The US Electronics Ban Is Now Lifted For Turkish Airlines Flights

Filed Under: Travel Technology, Turkish

There’s more great news when it comes to the electronics ban for US-bound flights. A couple of days ago it was announced that the US electronics ban no longer applies to Etihad Airways flights, and today it was announced that as of July 5, 2017 (tomorrow), the US electronics ban will no longer apply to Turkish Airlines flights. That means you can once again bring your larger electronic devices into the cabins of Turkish Airlines flights bound for the US.

This is awesome news, and follows last week’s announcement that the US is introducing new security requirements for US-bound flights. This means you can expect more thorough security measures at most international airports when flying to the US. However, this also means that if airlines previously impacted by the electronics ban comply with the new policies, they’ll have the ban lifted.

It’s no surprise that the electronics ban was lifted so quickly for Etihad, given their US Pre-Clearance facility at Abu Dhabi Airport. They already had enhanced security measures in place, so it didn’t seem logical that the ban ever even applied for flights from there (then again, it never seemed like much thought was put into it anyway).

However, I’m pleasantly surprised by how quickly the restriction was lifted from Istanbul, since I figured that the US would have more security concerns with that airport than Doha, Dubai, etc.

Then again, since the US isn’t publicly revealing what the enhanced security measures are, I guess we really don’t know what changes had to occur.

Here’s to hoping the remaining airlines have their bans lifted soon as well.

Lastly, one interesting thing is that the UK version of the electronics ban applies to Turkish Airlines, though there hasn’t been an announcement as to whether or not that will be lifted. The UK version of the electronics ban never applied to Emirates, Etihad, or Qatar.

Is anyone flying Turkish from Istanbul to the US anytime soon? If so, please report back on your experience with security.

  1. Just traveled from IST to ATL on July 2, 2017. The security at IST was definitely enhanced as compared to my experience through the same airport 2 months ago when I took a flight from IST to ORD. Turkish Airlines has been one of my favorite and I am glad to see the ban lifted.

  2. Saudia have just announced they are working -alongside GACA- towards having the ban lifted no later than July 19th. I’m guessing Emirates and Qatar will also have it lifted soon.

  3. I cannot wait Until this happens to Emirates and DXB as that’s where my middle east travel for this year will be. Any word or progress on that yet Ben?

  4. The whole thing is political. Anyone who has been through security at DOH would know that.

  5. Good to hear! Next time the DHS wants to improve security, maybe they should focus on airports at home like MSP with their 95% TSA fail rate instead of frivolous bans of laptops.

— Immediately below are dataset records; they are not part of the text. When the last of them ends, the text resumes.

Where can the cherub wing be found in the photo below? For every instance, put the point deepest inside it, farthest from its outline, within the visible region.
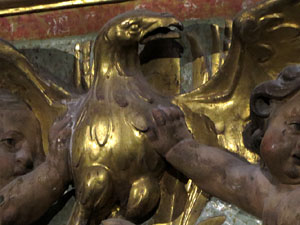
(19, 77)
(265, 39)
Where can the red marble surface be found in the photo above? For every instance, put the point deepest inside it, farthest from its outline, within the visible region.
(84, 20)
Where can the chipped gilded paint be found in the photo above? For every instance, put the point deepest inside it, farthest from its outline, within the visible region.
(83, 20)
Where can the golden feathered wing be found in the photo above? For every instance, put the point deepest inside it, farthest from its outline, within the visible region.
(265, 39)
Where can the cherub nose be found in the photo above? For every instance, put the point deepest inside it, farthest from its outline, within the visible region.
(24, 161)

  6. Laptops are the least worry when it comes to Turkish Airlines safety. Noone crashes more, overrun runways more or tailstrikes more (etc). Im not flying them no more. Pilots in Turkey has a very bad reputation in the aviation industry.

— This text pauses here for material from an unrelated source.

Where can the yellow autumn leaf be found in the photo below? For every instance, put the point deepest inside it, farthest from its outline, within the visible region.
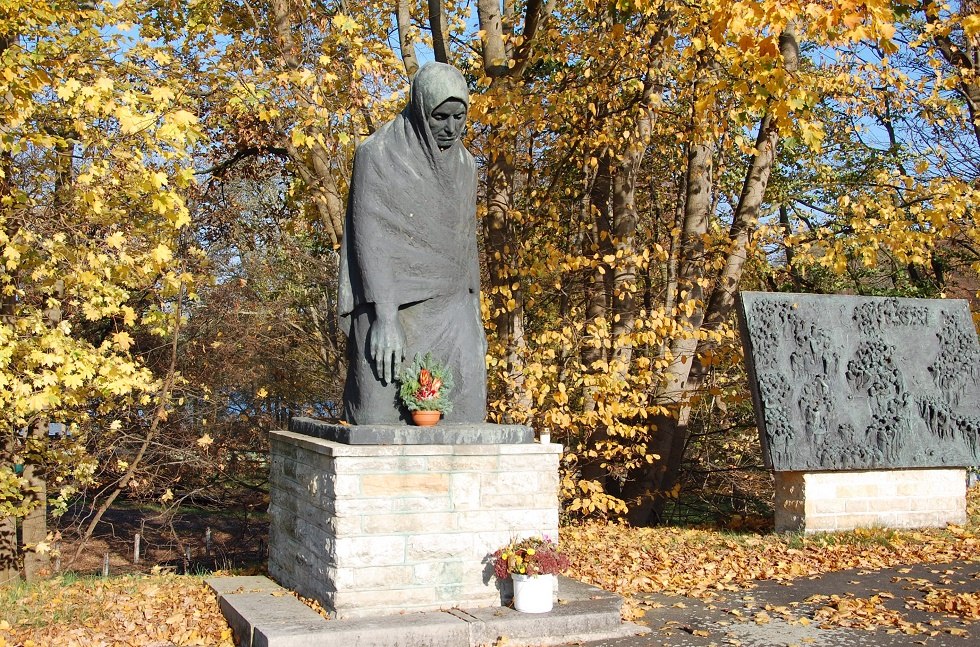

  7. On TK 33 right now. Arrived at IST from ESB at about 9:15 this morning and made my way over to the CIP lounge. No difference in security entering the lounge- standard check exactly like the screening for the domestic flight at the Ankara CIP lounge.

    Upon entering the lounge we saw the news reports saying that the electronics ban had been lifted, and that the first flight to JFK today had allowed electronics on board. Lounge staff were unaware of the changes.

    Got to the gate about an hour before departure time, and boarding had already begun. There was pretty significant scrutiny of my passport and boarding pass before getting to the actual screening, but not necessarily more than last year when I flew this route.

    Was able to cut to the front of the line at the security table (thanks, Aeroplan J award pricing!). I was asked if I had any laptops or electronics, and I pulled out my laptop, my wife’s laptop, my kindle, and a tablet. They didn’t scrutinize the tablet or e-reader, but I needed to turn the laptops on (third time today after ESB and the first check at IST) and they performed a swab test on both. I don’t recall if this was the procedure last year.

    Before the all-clear for the swab, I got a very short pat-down and then out everything back into my bag. The whole thing took less than a minute or two and was pretty efficient.

    I enjoy flying TK and my in-laws live in Turkey, so I’m very happy this questionable policy is being phased out.